Leola’s letter refusing Bennett’s hand was exhibited in furious anger by the slighted recipient.

“She would prefer to marry a younger man than me, and she recommends me to take Miss Tuttle—that skinny, homely old maid, almost as old as I am!” he blustered, wrathfully, adding:

“You promised faithfully she should marry me, Hermann, but instead of watching her as you ought, you go poking among your old chemicals, as blind as a bat, and let her get engaged to a pretty-faced young jackanapes from the city—a pauper without a dollar to support his wife on, sir, and yet it lacks only a few days of the time set for my marriage to that saucy girl, and, mind you, if the ceremony is not pulled off in due time, I’ll lose not a day, I swear, in foreclosing the mortgage.”

It was in vain that Wizard Hermann tried to pacify him, saying that he would certainly keep his promise, and that he was sure that there was some mistake about Leola’s engagement to young Chester, who was almost a stranger.

But at this point Bennett produced his proof in the shape of Leola’s letter to Ray.

“This is worse than I thought, but it does not alter the fact that the girl shall be your wife, Bennett, for I have sworn to keep my promise, and I will not fail you, by Heaven!” vowed Hermann, continuing:

“As for neglecting to get matters into shape, that is false, for I have been quietly working to the promised end all these weeks, but, having encountered such determined opposition from the girl, I thought it expedient not to press her too hard, but to depend on force and cunning, since fair means failed.
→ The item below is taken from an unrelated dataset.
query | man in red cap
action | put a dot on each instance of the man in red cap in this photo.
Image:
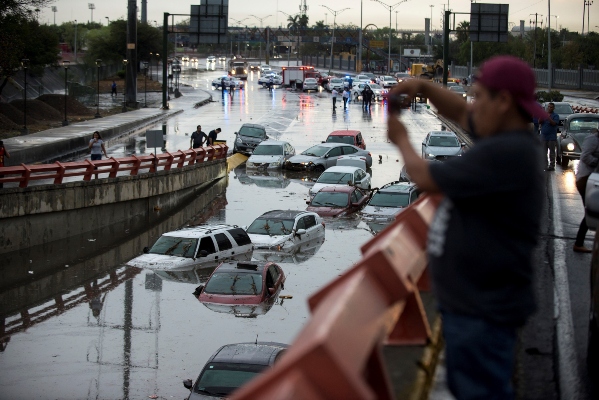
(484, 232)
In fact, one of my objects in going to New York was to enlist the aid of my clever half-sister, Mrs. Stirling, in accomplishing the end in view. She will arrive with her daughter this morning, and although I admit that the case looks unpromising now, I believe we will soon wind a web around Leola from which she cannot escape. Go home, Bennett, and rest easy in the thought that before the end of a week she will be your charming bride.”

The prospective bridegroom beamed with joy and assured Hermann that he was ready to co-operate in any plan proposed for Leola’s subjugation.

“I will go to any length now to punish her for her contempt, and for advising me to marry a skinny old maid like Amanda Tuttle when I’m rich enough to buy a lovely young girl for a bride!” he vowed, coarsely, and took leave with renewed hope.

In the hall, as he was going out, he encountered Miss Tuttle, and fancied she might have been eavesdropping from her air of confusion, but he stalked past her with a curt nod that cut to her tender heart like a knife.